Quoique cette digression semble assez éloignée de ce sujet, elle y rentre néanmoins, par cette raison qu’il n’y a point de livre qui inspire davantage cette mauvaise coutume de parler de soi, de s’occuper de soi, de vouloir que les autres s’y occupent ; ce qui corrompt étrangement la raison, et dans nous, par la vanité qui accompagne toujours ces discours, et dans les autres, par le dépit et l’aversion qu’ils en conçoivent. Il n’est permis de parler de soi-même qu’aux personnes d’une vertu éminente, et qui témoignent par la manière avec laquelle elles le font, que si elles publient leurs bonnes actions, ce n’est que pour exciter les autres à en louer Dieu ou pour les édifier ; et si elles publient leurs fautes, ce n’est que pour s’en humilier devant les hommes, et pour les en détourner : mais pour les personnes du commun, c’est une vanité ridicule de vouloir informer les autres de leurs petits avantages ; et c’est une effronterie punissable que de découvrir leurs

  1. Les mots de vie ne sont pas dans le texte de Montaigne.

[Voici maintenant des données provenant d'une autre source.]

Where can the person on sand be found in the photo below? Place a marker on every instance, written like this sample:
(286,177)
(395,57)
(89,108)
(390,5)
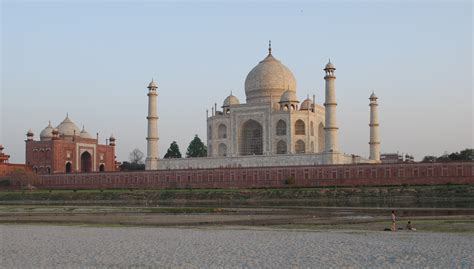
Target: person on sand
(410,227)
(394,221)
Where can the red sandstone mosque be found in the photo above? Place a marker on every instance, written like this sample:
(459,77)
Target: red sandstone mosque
(67,149)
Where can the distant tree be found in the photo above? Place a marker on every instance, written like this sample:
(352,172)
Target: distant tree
(196,148)
(135,161)
(136,156)
(429,159)
(173,151)
(464,155)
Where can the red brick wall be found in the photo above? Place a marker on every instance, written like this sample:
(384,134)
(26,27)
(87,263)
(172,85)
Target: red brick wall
(7,168)
(274,177)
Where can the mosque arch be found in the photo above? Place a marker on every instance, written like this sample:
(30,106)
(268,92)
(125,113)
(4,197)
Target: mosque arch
(209,132)
(281,127)
(222,131)
(222,150)
(299,127)
(321,137)
(300,146)
(86,162)
(281,147)
(251,138)
(68,167)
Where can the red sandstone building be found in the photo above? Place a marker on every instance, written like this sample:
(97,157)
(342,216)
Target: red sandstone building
(6,167)
(66,149)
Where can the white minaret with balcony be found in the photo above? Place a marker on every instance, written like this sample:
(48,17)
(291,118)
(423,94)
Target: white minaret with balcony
(374,141)
(151,162)
(330,104)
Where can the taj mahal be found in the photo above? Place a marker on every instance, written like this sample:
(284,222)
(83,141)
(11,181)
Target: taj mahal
(272,128)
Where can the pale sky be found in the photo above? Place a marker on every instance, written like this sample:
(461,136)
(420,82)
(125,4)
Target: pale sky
(94,59)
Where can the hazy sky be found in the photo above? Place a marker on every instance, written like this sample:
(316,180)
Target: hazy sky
(94,59)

  2. Voici le véritable texte de Montaigne. « Il m’advient souvent d’imaginer avec quelque plaisir les dangers mortels et les attendre… Je me plonge la tête baissée stupidement dans la mort, sans la considérer et reconnaître, comme dans une profondeur muette et obscure, qui m’engloutit d’un saut et m’accable en un instant d’un puissant sommeil plein d’insipidité et d’indolence. » Liv. III, ch. ix.